Ken Hartling wrote:

> Thanks .. but I want to find out if the system is "running on 64bit"
> even when the interpreter is a 32-bit build executable ("what python
> was built on").  platform.architecture() and platform() in general
> seems to only be looking at the build executable

You can pass in an arbitrary binary to architecture(), so I guess you could use this on some suitable thing under "/bin" on a Unix box.
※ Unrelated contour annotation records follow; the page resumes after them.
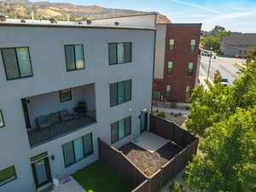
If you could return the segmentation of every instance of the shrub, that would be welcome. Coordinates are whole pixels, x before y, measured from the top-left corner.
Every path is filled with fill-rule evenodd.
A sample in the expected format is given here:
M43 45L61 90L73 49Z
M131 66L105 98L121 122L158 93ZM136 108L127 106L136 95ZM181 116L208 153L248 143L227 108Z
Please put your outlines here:
M166 117L166 112L160 111L160 113L158 113L157 116L161 117L161 118L165 118Z
M170 192L186 192L186 189L182 183L176 181L170 185Z
M189 110L190 110L190 108L191 108L191 107L189 107L189 106L186 106L186 107L185 107L185 109L188 110L188 111L189 111Z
This doesn't work on Windows, though.

In this message,

    http://mail.python.org/pipermail/python-list/2005-June/326158.html

Thomas Heller suggests using ctypes to call the Windows API directly; so something like this could work:

>>> import ctypes, sys
>>> i = ctypes.c_int()
>>> kernel32 = ctypes.windll.kernel32
>>> process = kernel32.GetCurrentProcess()
>>> kernel32.IsWow64Process(process, ctypes.byref(i))
1
>>> is64bit = (i.value != 0)
>>> is64bit
False

(IsWow64Process returns a non-zero value if it manages to check the status, and sets the variable to a non-zero value if the process is running under WOW64. I only have 32-bit boxes here, so it's only partially tested).

And yes, looks like official support for this might appear in 2.6:

http://mail.python.org/pipermail/python-dev/2008-May/079022.html

(in that thread, Mark Hammond suggests "'64 bit' in sys.version" as a workaround, but warns for false negatives).